Are all urban public transports (bus, metro, tram, train) accessible to all persons with disabilities?
Any exceptions qualify for ‘Yes – with Qualifications’. Accessibility must, however, include both blind persons and those persons with mental or intellectual disabilities. A very important issue here is that drivers (especially bus drivers) are both trained, and obliged personally, to help, if required, a person with disabilities. Wheelchair users should be able to enter and leave buses without assistance. If ‘Yes – with Qualifications’, please indicate why. If “Yes” please describe any significant differences between the legal situation and the reality of everyday life.
Almost 50% of respondents asserted public transport in their countries is not accessible to all persons with disabilities while only a mere 2.9% agreeing public transport is fully accessible. Generally, it is only partially accessible, or accessible to persons with certain disabilities, mainly wheelchair users. The main barriers observed in contributing to ensuring fully accessible public transport were:
- Lack of staff training combined with the inability to use public transport autonomously was reported to be a major obstacle in making public transport accessible mainly in Europe and Asia.

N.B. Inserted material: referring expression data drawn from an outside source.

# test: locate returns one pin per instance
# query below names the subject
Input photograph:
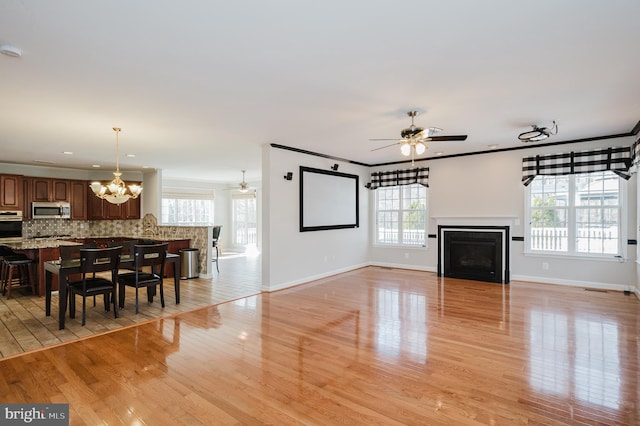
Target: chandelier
(116, 192)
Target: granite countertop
(34, 244)
(41, 243)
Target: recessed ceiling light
(8, 50)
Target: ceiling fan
(414, 138)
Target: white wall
(292, 257)
(489, 186)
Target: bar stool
(12, 264)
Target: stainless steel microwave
(55, 210)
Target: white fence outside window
(557, 239)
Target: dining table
(64, 268)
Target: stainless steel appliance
(10, 226)
(55, 210)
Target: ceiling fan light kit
(244, 186)
(538, 133)
(414, 138)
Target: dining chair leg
(84, 310)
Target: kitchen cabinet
(78, 190)
(11, 192)
(48, 189)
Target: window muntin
(401, 213)
(245, 221)
(576, 214)
(184, 211)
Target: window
(194, 209)
(401, 213)
(245, 219)
(576, 214)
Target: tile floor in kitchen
(24, 326)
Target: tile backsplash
(145, 227)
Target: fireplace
(478, 253)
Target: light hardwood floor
(24, 326)
(372, 346)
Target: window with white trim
(193, 208)
(579, 214)
(245, 219)
(401, 215)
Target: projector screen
(328, 200)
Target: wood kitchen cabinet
(78, 190)
(48, 189)
(11, 192)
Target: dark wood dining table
(64, 268)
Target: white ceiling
(198, 86)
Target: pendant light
(116, 192)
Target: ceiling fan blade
(446, 138)
(386, 146)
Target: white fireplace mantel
(477, 220)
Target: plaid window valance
(400, 177)
(618, 160)
(635, 154)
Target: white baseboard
(403, 266)
(571, 283)
(545, 280)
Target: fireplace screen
(478, 254)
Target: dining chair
(152, 256)
(12, 262)
(71, 252)
(215, 237)
(93, 261)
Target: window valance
(635, 154)
(399, 177)
(618, 160)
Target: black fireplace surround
(478, 253)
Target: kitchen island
(42, 250)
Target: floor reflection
(577, 357)
(401, 324)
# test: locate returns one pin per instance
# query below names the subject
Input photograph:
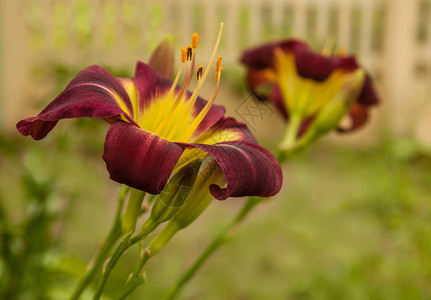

- Partial accessibility: certain features supporting the accessibility of public transport are underutilised or misused such as no scooter access, reserved seats but no ramp access, timetable restrictions, lack of vehicles adapted to people with disabilities, or overcrowding problems, commonly reported by respondents from South Asia, and Sub-Saharan Africa.
- The efforts made to make transport accessible are mainly focused on physical disabilities
- The availability of accessible transports is drastically different between urban and rural regions, the latter suffering from a lack of accessible infrastructure in most countries.